Problems of approximation of functions of this kind often arise:

    when constructing approximate formulas for calculating the values ​​of the characteristic quantities of the process under study according to the tabular data obtained as a result of the experiment;

    in numerical integration, differentiation, solving differential equations, etc.;

    if it is necessary to calculate the values ​​of functions at intermediate points of the considered interval;

    when determining the values ​​of the characteristic quantities of the process outside the interval under consideration, in particular, when forecasting.

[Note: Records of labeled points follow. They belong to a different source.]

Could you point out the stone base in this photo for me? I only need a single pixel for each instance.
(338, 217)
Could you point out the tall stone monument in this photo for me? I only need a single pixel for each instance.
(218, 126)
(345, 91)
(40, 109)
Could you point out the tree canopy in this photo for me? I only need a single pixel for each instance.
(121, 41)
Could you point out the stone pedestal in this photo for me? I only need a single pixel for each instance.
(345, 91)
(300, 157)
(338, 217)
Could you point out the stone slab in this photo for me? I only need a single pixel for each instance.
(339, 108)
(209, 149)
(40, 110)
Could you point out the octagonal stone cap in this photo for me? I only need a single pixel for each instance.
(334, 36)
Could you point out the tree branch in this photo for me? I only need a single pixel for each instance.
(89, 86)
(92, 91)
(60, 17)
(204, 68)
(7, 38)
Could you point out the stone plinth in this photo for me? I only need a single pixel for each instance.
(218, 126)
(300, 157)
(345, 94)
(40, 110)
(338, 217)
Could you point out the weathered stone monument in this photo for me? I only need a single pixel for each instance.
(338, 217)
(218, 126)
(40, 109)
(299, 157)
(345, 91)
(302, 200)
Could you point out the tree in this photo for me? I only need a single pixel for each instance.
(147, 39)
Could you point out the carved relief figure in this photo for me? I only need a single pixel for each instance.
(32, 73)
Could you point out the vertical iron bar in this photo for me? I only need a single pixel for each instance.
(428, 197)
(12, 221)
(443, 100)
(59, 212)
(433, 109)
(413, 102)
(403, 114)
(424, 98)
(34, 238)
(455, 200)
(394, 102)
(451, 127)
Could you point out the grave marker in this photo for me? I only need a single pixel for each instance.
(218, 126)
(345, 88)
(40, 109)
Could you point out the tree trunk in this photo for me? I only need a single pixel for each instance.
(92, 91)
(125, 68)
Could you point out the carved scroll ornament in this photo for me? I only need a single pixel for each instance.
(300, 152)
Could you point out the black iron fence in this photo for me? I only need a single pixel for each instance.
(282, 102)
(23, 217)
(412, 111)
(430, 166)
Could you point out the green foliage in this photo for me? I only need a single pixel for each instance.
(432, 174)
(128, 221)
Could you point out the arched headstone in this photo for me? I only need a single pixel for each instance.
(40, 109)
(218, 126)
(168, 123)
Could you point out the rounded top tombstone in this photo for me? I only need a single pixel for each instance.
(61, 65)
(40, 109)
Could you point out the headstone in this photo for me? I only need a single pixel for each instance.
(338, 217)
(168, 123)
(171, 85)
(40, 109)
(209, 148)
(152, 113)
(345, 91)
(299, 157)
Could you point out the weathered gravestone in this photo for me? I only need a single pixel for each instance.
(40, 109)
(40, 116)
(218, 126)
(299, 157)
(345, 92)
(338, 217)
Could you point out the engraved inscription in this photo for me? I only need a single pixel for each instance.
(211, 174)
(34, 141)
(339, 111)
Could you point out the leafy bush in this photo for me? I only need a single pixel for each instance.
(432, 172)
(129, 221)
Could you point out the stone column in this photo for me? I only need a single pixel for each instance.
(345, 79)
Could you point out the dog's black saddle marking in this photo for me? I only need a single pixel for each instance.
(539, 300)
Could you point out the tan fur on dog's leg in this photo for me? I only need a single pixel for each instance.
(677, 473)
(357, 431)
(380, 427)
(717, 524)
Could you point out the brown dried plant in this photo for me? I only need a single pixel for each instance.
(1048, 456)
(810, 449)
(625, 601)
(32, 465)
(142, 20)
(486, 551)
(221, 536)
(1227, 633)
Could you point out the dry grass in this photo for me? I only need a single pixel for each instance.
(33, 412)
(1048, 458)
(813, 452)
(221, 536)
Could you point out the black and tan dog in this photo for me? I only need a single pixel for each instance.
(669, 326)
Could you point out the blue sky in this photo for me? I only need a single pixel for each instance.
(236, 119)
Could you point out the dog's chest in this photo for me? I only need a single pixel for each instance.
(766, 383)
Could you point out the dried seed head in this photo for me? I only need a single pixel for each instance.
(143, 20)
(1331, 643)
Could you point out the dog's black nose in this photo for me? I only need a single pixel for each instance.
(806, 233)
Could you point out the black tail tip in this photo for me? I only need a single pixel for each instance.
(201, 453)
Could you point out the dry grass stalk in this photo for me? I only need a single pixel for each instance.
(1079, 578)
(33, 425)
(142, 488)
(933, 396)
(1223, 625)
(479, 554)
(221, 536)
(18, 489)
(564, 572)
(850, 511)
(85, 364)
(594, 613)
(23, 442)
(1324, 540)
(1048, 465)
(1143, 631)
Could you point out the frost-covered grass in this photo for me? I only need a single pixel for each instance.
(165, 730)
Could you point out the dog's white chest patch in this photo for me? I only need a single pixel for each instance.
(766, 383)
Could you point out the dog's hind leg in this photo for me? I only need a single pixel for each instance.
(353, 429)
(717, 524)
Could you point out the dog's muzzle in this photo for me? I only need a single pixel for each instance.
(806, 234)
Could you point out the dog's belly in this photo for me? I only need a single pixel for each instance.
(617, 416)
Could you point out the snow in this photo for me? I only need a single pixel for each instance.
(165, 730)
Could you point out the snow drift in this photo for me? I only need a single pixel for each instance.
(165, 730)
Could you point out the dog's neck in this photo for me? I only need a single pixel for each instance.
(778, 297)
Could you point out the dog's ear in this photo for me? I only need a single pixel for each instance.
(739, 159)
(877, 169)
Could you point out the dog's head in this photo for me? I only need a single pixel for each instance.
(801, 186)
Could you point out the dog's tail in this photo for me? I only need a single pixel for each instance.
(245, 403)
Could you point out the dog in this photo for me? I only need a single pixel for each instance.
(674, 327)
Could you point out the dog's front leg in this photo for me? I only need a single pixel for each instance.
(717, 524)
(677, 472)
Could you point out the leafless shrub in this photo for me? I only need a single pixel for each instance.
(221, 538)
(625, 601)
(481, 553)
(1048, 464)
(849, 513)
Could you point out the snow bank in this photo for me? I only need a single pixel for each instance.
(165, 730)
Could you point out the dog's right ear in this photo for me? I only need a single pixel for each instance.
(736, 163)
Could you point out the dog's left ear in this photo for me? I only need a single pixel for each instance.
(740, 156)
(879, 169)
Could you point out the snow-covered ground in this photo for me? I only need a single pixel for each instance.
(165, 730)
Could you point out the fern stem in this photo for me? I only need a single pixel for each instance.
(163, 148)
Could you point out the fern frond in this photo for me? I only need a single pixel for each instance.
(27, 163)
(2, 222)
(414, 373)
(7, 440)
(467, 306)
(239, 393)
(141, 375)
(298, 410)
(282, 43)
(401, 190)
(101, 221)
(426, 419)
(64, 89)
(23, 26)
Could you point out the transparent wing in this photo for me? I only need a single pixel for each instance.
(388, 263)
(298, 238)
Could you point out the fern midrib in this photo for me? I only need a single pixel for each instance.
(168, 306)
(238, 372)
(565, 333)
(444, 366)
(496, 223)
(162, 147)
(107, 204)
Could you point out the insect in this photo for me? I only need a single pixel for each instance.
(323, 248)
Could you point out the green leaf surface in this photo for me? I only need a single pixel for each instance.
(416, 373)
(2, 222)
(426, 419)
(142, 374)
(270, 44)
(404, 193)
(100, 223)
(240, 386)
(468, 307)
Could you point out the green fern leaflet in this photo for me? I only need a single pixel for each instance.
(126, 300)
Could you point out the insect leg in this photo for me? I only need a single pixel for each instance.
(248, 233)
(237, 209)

If, in order to model a certain process specified by a table, a function is constructed that approximately describes this process based on the least squares method, it will be called an approximating function (regression), and the task of constructing approximating functions itself will be an approximation problem.

This article discusses the possibilities of the MS Excel package for solving such problems, in addition, methods and techniques for constructing (creating) regressions for tabularly given functions (which is the basis of regression analysis) are given.

There are two options for building regressions in Excel.

    Adding selected regressions (trendlines) to a chart built on the basis of a data table for the studied process characteristic (available only if a chart is built);

    Using the built-in statistical functions of the Excel worksheet, which allows you to get regressions (trend lines) directly from the source data table.

Adding Trendlines to a Chart

For a table of data describing a certain process and represented by a diagram, Excel has an effective regression analysis tool that allows you to:

    build on the basis of the least squares method and add to the diagram five types of regressions that model the process under study with varying degrees of accuracy;

    add an equation of the constructed regression to the diagram;

    determine the degree of compliance of the selected regression with the data displayed on the chart.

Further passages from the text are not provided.